Ending the global gag rule

ENDING THE GLOBAL GAG RULE…. The LA Times reports this morning that one of Barack Obama’s first acts as president will be “to lift a rule that prevents federal money from going to international family planning groups that counsel women on abortion or perform the procedure.”

This seems to be something of a recent tradition. One of Bill Clinton’s first acts as president was to lift the global-gag rule, and eight years later, one of George W. Bush’s first acts as president was to bring it back. Obama is apparently poised to keep the trend going.

It’s probably worth noting that Bush didn’t exactly know what he was doing when he acted on this issue. Soon after his inauguration, Bush met with a group of Roman Catholic bishops in the White House to tout his support for the “the Mexico City” policy, which got its name because Ronald Reagan launched the ban in Mexico City in 1984. Bush was anxious to show his support for issues of direct concern to the church, and was overheard by a live microphone that he didn’t know was piping his remarks directly into the White House press room.

The president had just signed an executive order on the policy, literally just days prior to speaking to the bishops, but he clearly had no clue what he’d just done. Bush ended up bragging about “the money from Mexico, you know, that thing, the executive order I signed about Mexico City.”

That’s not even close to what this policy is all about.

The “Mexico City” policy prohibits US dollars and contraceptive supplies from going to any international family planning program that provides abortions or counsels women about their reproductive health options. The policy isn’t about money going to pay for abortions.
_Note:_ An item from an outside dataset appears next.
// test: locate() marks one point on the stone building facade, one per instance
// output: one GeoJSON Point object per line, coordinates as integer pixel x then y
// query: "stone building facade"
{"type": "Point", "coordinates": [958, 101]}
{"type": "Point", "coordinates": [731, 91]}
Even those groups that use only private funds for abortion services — where abortion is legal — are barred from assistance. This is money going to family planning programs. […]

[N]ot only are organizations that provide or counsel about abortion services affected; those that dare to take part in a public discussion about legalizing abortion are also affected (hence the name “global gag rule”)…. This policy has nothing to do with government-sponsored abortions overseas. Ten years before the gag rule was in place the law strictly prohibited that. This policy is about disqualifying prochoice organizations from receiving US international family planning funding.

Under Bush’s policy, organizations that play a vital role in women’s health are forced to make an impossible choice. If they refuse to be “gagged,” they lose the funding that enables them to help women and families who are cut off from basic health care and family planning. But if they accept funding, they must accept restrictions that jeopardize the health of the women they serve.

The most tragic ramifications have been felt in the developing world. In Kenya, for example, two of the leading family planning organizations have been forced to shut down five clinics dispensing aid from prenatal care and vaccinations to malaria screening and AIDS prevention. Kenya’s experience is common, according to “Access Denied,” a report on the impact of the global gag rule on developing nations. Researchers found that programs for rural communities and urban slums have been scaled back by as much as 50 percent. As a result more women are turning to unsafe abortion — a leading cause of death for young women in much of Africa — because they lack access to family planning information and essential contraceptive supplies.

In the 1990s, the United States helped lead on international family planning, promoting sustainable development, empowering women, and saving lives. If Obama acts today to end the gag rule, we can again.